Spacing adopted = 200mm less than {b, h, 20Φ, 400mm}

**Design Moments (z-direction)**

M_{01} = 3.569 KNm, M_{02} = 7.138 KNm

e1 is the geometric imperfection = (θi x lo/2) = (1/200 x 2865/2) = 7.1625 mm

Minimum eccentricity e0 = h/30 = 230/30 = 7.667mm.
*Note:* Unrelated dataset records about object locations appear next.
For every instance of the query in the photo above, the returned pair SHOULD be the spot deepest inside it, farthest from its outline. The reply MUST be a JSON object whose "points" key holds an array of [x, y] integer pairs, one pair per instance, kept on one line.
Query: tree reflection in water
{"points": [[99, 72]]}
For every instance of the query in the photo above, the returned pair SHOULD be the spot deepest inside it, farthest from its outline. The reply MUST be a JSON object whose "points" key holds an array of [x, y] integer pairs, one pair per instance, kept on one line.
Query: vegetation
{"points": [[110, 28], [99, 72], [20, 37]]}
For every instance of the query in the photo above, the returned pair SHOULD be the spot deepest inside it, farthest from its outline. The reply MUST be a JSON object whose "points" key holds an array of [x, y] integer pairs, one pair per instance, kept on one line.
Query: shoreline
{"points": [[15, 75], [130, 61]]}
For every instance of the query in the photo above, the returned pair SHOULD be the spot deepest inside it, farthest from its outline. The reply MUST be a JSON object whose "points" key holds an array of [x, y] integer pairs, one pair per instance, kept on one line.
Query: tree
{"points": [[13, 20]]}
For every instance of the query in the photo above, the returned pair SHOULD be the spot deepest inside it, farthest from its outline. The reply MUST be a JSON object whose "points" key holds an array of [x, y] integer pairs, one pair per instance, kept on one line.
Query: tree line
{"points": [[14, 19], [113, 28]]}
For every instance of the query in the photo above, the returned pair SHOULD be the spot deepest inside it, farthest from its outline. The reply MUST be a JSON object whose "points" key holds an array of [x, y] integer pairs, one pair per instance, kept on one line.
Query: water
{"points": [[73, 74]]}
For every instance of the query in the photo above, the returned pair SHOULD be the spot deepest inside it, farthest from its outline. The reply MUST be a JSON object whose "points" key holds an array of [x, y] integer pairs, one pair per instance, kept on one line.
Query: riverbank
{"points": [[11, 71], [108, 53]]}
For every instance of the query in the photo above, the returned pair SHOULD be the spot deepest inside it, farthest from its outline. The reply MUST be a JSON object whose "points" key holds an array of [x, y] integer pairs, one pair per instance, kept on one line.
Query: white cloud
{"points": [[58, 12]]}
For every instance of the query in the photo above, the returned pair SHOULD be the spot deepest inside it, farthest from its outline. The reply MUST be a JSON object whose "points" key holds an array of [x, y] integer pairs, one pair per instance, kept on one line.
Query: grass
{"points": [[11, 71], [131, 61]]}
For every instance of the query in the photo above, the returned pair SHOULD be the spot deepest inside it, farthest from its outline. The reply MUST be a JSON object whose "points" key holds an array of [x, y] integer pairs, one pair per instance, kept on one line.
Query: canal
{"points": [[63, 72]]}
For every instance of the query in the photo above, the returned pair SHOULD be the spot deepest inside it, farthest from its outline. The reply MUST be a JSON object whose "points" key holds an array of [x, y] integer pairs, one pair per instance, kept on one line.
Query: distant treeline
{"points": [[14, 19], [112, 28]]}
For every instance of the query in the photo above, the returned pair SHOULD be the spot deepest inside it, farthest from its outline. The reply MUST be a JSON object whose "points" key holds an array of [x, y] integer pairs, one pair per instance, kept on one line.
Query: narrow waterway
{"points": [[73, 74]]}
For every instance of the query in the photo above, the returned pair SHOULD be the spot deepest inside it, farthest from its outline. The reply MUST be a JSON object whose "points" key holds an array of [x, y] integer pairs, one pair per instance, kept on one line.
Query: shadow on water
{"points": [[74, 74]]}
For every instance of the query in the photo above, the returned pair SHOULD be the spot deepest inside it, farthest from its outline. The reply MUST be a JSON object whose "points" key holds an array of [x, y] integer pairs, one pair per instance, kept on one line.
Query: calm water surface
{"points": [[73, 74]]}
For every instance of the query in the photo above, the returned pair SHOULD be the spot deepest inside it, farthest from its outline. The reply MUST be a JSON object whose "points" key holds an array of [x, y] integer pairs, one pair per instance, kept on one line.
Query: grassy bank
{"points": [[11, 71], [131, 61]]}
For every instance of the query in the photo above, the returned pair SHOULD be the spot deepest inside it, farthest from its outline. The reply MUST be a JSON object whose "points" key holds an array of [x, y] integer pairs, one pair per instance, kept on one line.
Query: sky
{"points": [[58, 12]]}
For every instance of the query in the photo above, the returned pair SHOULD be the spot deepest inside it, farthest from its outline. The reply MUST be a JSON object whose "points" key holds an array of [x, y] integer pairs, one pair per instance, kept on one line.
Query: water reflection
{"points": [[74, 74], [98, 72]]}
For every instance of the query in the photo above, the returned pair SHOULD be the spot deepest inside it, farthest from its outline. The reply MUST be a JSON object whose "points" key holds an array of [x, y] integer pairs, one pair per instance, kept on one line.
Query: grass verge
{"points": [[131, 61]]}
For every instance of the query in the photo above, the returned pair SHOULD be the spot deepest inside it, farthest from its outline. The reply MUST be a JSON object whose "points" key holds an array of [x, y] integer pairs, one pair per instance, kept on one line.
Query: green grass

Since this is less than 20mm, take minimum eccentricity = 20mm

Minimum design moment = e0NE_{d} = 20 × 10^{-3} × 399.87 = 7.9974 KNm

First order end moment M_{02} = M_{top} + eiNE_{d}

eiNE_{d} = 7.1625 × 10^{-3} × 399.87 = 2.864 KNm

M_{02} = M_{top} + eiNE_{d }= 7.138 + 2.864 = 10.002KNm

**Longitudinal Steel Area**

d_{2} = C_{nom} + ϕ/2 + ϕlinks = 35 + 8 + 8 = 51mm

d_{2} /h = 51/230 = 0.2217

Reading from chart No 1; d_{2} /h = 0.2;

From the chart, A_{s}F_{yk}/bhf_{ck }= 0.05

Area of longitudinal steel required (As) = (0.05 x 25 x 230 x 230)/460 = 143.75 mm^{2}

As,max = 0.04bh = 2116 mm^{2}

**Provide 4Y16mm (Asprov = 804 mm ^{2}) Ok**

**Links**

Minimum size = 0.25Φ = 0.25 × 16 = 4mm < 6mm

We are adopting Y8mm as links

Spacing adopted = 200mm less than {b, h, 20Φ, 400mm}

**NOTE:** This calculation is just for a column, you use the same procedure in solving the remaining columns.